6 Responses to "“You’re Doing Really Well”"

Pam, I had a funny experience yesterday. I was giving a speech in my Toastmasters club about the NSA conference and I several times repeated “National Stuttering conference”. But I was fluent during this speech. My evaluator was a guest to the club. He stood up evaluating my spech and started talking about what a great speech I did about….a storytelling conference. After the meeting I approached him and clarified what kind of conference it was and asked was it my accent that made him think it was all about storytelling. I even started stuttering a bit, because I really wasn’t sure how to handle this conversation. He said that the word stuttering was just well out of his mind. He didn’t detect any stuttering, he didn’t expect any and when he heard the word stuttering, his mind translated it into something more familiar – storytelling. Then we talked some more and his wife said with surprise – oh, but you didn’t stuter when you spoke and now you also doing really well. She sounded genuinly surprised and I think it is because of that image of a stutterer that some movies (Like fish called wanda) created. I simply didn’t fit into that stereotype. So, Pam, it is great that you and others go open about stuttering – we help to erase the stereotipic image and show them that you can be a person who stutter and a great communicator and speaker as well.
Anna


Yes, I get that every time I disclose/advertise. Ugh. I really think people just don’t know what to say. I know it’s not what we want to hear, but I really think they mean well. I think they just want to be supportive. They also probably only know stuttering as being severe (like stuttering characters in movies), and when someone more “mild” like you or I tell them we stutter, they are comparing it to what they know. And they’re right- it’s not comparatively as severe. I tell them, “well, it’s not about that..” and educate them- just quickly- that it’s more of not letting it hold me back and working through words with less tension, and then move on.
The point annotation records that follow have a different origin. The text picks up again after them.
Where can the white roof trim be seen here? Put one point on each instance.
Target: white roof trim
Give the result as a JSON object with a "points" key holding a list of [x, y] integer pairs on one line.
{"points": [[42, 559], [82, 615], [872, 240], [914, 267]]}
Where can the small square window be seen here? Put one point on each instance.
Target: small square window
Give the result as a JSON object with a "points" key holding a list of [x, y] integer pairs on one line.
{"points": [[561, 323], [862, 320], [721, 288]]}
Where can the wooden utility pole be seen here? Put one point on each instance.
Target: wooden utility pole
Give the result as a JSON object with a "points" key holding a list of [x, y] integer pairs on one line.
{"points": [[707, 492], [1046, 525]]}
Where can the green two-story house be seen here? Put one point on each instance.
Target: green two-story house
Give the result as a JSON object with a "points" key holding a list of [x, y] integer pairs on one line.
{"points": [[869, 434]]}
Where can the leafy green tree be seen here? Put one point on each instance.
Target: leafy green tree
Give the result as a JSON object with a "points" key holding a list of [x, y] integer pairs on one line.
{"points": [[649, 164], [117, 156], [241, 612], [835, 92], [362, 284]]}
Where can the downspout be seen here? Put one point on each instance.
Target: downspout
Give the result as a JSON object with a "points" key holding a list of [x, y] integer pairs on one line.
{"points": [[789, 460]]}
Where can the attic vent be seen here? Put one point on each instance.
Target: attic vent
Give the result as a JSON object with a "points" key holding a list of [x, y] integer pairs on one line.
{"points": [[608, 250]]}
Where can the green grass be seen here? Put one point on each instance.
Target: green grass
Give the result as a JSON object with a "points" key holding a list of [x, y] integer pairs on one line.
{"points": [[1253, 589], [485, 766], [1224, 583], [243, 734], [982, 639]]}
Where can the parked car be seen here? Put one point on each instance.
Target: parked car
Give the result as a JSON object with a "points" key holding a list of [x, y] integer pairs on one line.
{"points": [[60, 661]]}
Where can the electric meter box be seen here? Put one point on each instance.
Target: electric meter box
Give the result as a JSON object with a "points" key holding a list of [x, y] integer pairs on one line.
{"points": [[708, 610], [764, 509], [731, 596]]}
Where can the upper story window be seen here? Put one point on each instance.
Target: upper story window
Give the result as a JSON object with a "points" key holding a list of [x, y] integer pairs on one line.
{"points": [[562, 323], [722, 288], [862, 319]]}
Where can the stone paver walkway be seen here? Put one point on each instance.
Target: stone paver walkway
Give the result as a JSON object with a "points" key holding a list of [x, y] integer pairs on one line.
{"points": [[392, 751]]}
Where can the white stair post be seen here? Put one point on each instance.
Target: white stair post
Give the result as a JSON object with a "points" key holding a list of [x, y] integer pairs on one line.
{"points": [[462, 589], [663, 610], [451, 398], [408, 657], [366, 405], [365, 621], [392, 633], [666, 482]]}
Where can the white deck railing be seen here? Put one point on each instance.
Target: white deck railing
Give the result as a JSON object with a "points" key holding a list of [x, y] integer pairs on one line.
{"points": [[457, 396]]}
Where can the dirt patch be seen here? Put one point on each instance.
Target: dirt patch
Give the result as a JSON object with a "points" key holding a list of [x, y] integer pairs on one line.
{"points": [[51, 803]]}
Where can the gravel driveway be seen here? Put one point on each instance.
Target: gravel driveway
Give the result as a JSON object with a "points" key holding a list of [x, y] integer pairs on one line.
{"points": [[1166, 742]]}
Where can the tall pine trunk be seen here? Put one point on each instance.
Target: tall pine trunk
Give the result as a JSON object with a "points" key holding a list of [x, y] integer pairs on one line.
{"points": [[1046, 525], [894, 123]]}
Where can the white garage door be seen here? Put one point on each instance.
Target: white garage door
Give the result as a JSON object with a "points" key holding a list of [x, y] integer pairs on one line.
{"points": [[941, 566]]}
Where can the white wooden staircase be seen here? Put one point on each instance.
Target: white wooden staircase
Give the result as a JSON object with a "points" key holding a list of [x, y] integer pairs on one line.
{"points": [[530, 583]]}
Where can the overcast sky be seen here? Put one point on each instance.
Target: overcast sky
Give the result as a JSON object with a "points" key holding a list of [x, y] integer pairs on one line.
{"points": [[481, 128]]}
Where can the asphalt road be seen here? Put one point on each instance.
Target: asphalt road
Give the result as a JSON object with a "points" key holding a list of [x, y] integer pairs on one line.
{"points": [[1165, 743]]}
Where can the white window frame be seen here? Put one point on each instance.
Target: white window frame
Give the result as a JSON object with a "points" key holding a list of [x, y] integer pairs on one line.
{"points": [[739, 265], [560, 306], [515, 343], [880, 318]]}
I think we (PWS) look into it way more than a non-stutterer does. I treat it like when people laugh in my face.. they just don’t know what to do and are keeping it light I guess. And I just educate them quickly and move on. Most people change their attitude once they understand.

July 25, 2011 at 10:39 AM
I get that a lot too. I suspect it’s because most people don’t know what to say next after you disclose. Something like stuttering just isn’t in most people’s normal frame of reference so I’m not too surprised that they get awkward when they run into it. I started adding a sentance after “I stutter” to the effect of it’s not a big deal it just takes me a few extra seconds. If you give them a hint about how to react they’ll usually take it. It seems similar to how sometimes I have to show someone how to listen by being a good listener before they can do it back.
Great post Pam, keep up the good work!